# ANTLR4 Runtime for Rust
`antlr-rust-runtime` is a pure Rust runtime and metadata generator for ANTLR v4
lexers and parsers. It is a clean-room implementation written from scratch from
the public ANTLR runtime contract; it does not vendor or fork an older Rust
ANTLR runtime.
## First Steps
### 1. Install ANTLR4
Follow the ANTLR getting-started guide and install the ANTLR tool jar. The
runtime tests currently validate against ANTLR `4.13.2`.
### 2. Install the Rust ANTLR runtime tools
Each ANTLR target language needs a runtime package used by generated parsers.
For Rust projects, add the runtime crate:
```toml
[dependencies]
antlr-rust-runtime = "0.1"
```
The library crate is imported as `antlr4_runtime`:
```rust
use antlr4_runtime::{CommonTokenStream, InputStream};
```
Install the companion generator binary:
```bash
cargo install antlr-rust-runtime
```
This installs `antlr4-rust-gen`, which turns ANTLR `.interp` metadata into Rust
lexer and parser modules.
### 3. Generate your parser
The current release uses a metadata-first generation path:
1. run the official ANTLR tool to produce `.interp` files,
2. run `antlr4-rust-gen` to emit Rust modules,
3. compile those modules against `antlr4_runtime`.
For a split lexer/parser grammar:
```bash
antlr4 MyGrammarLexer.g4 MyGrammarParser.g4
antlr4-rust-gen \
--lexer MyGrammarLexer.interp \
--parser MyGrammarParser.interp \
--out-dir src/generated
```
The checked-in ANTLR `RustTarget`/StringTemplate shell is kept in `tool/` and
will be expanded around the same runtime contracts.

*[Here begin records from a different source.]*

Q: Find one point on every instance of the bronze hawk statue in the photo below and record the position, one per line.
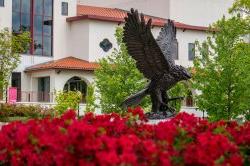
(154, 58)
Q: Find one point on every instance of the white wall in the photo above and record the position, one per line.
(99, 30)
(151, 7)
(61, 28)
(184, 38)
(78, 40)
(198, 12)
(6, 15)
(62, 78)
(26, 61)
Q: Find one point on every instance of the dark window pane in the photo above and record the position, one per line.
(25, 6)
(25, 22)
(48, 7)
(38, 25)
(44, 89)
(16, 22)
(191, 51)
(15, 5)
(1, 2)
(176, 47)
(65, 8)
(47, 26)
(38, 45)
(38, 7)
(47, 46)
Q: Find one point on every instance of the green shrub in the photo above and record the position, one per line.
(67, 100)
(90, 99)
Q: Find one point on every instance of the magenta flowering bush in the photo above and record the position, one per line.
(113, 140)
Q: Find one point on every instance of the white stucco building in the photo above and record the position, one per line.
(69, 36)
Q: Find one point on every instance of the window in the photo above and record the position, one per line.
(191, 51)
(64, 8)
(36, 17)
(44, 89)
(1, 2)
(106, 45)
(176, 45)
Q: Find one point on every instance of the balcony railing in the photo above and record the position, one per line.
(34, 96)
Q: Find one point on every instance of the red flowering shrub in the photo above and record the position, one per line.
(113, 140)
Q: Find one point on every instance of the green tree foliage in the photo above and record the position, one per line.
(118, 77)
(67, 100)
(90, 99)
(221, 71)
(241, 6)
(181, 89)
(11, 46)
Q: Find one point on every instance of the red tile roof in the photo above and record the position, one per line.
(117, 15)
(69, 63)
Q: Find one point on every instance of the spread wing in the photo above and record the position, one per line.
(143, 47)
(168, 43)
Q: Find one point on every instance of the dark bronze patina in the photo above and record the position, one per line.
(154, 58)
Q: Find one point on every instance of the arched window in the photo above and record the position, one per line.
(77, 84)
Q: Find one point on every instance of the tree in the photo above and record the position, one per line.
(11, 45)
(221, 71)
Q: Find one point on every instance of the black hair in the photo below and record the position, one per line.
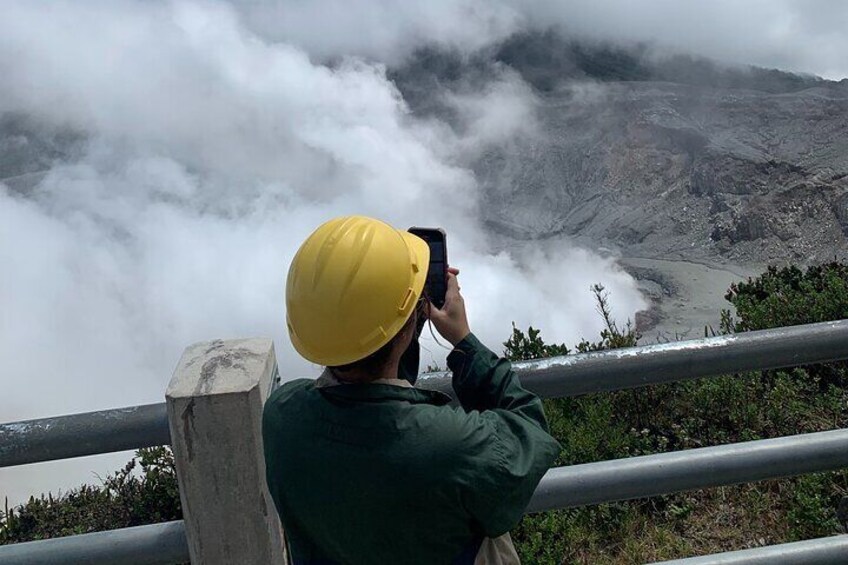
(376, 362)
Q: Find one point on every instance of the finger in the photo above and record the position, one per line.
(453, 285)
(434, 313)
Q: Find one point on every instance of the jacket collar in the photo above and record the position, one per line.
(382, 389)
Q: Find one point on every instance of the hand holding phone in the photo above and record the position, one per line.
(451, 320)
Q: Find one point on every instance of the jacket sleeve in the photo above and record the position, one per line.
(509, 449)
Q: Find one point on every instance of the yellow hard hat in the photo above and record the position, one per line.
(352, 286)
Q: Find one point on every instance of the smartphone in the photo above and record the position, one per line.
(437, 273)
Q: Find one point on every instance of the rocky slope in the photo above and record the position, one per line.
(662, 158)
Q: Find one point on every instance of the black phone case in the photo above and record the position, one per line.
(437, 271)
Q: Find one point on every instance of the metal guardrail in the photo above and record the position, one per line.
(91, 433)
(592, 483)
(633, 367)
(156, 544)
(121, 429)
(676, 471)
(823, 551)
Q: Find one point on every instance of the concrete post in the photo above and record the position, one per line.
(215, 403)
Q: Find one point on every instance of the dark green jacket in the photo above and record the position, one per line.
(378, 473)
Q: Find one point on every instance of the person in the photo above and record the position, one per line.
(364, 467)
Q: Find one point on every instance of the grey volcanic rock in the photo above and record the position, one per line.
(28, 149)
(670, 170)
(669, 158)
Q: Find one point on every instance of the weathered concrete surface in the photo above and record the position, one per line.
(215, 403)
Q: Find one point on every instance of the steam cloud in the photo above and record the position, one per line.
(209, 140)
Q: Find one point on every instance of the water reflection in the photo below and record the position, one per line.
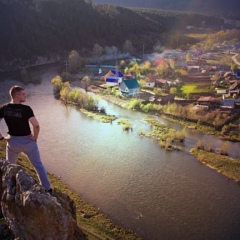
(159, 194)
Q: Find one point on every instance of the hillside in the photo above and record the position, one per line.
(32, 28)
(221, 8)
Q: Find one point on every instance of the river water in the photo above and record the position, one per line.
(160, 195)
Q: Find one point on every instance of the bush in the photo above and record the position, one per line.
(200, 145)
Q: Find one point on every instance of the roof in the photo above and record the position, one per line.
(161, 81)
(116, 73)
(151, 78)
(131, 83)
(207, 99)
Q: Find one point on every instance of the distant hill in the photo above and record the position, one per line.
(223, 8)
(31, 28)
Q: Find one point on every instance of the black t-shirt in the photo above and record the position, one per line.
(16, 117)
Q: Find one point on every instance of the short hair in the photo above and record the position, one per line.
(15, 90)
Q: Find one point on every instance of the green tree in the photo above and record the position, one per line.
(188, 57)
(74, 62)
(173, 90)
(128, 47)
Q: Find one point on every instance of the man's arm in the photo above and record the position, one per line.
(1, 136)
(36, 127)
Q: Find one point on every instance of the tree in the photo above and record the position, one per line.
(188, 57)
(173, 90)
(128, 47)
(97, 50)
(86, 80)
(73, 63)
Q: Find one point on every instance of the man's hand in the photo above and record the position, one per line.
(32, 137)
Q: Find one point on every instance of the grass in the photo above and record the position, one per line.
(225, 165)
(126, 124)
(102, 117)
(98, 226)
(195, 88)
(165, 135)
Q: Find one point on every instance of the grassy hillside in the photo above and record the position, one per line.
(222, 8)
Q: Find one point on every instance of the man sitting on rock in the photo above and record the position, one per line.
(17, 117)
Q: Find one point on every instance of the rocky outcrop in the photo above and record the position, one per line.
(30, 212)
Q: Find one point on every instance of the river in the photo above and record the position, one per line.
(160, 195)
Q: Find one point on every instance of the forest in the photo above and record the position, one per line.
(31, 28)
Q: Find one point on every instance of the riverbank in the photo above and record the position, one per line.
(96, 225)
(225, 165)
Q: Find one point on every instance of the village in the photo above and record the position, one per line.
(216, 86)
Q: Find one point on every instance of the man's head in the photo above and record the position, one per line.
(17, 94)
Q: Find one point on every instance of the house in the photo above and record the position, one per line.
(162, 83)
(150, 81)
(227, 104)
(129, 87)
(208, 101)
(233, 88)
(113, 78)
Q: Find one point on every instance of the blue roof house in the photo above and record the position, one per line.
(129, 87)
(113, 78)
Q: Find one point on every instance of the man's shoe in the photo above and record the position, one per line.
(50, 191)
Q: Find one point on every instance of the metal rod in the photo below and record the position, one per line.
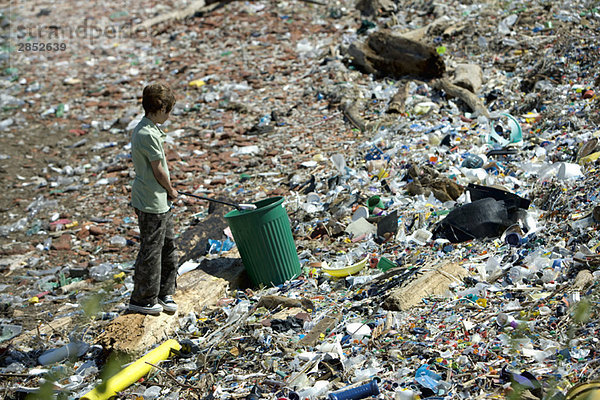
(237, 206)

### Alternative: Generate metadata with antlr-ng
[`antlr-ng`](https://www.antlr-ng.org/introduction.html) is a TypeScript/npm
parser generator based on ANTLR 4.13.2. It does not currently ship a Rust
target, but it can produce the same `.interp` metadata that `antlr4-rust-gen`
uses.
Install it with npm or run it through `npx`:
```bash
npx antlr-ng -Dlanguage=Java -o build/antlr --exact-output-dir true JSON.g4
```
The `-Dlanguage=Java` option selects one of antlr-ng's bundled code-generation
targets only so the tool emits grammar artifacts, including `JSONLexer.interp`
and `JSON.interp`. The Java files can be ignored; Rust code still comes from
`antlr4-rust-gen`:
```bash
antlr4-rust-gen \
--lexer build/antlr/JSONLexer.interp \
--parser build/antlr/JSON.interp \
--out-dir src/generated
```
For local tooling, antlr-ng requires Node.js 20 or newer. See the
[antlr-ng getting-started guide](https://www.antlr-ng.org/getting-started.html)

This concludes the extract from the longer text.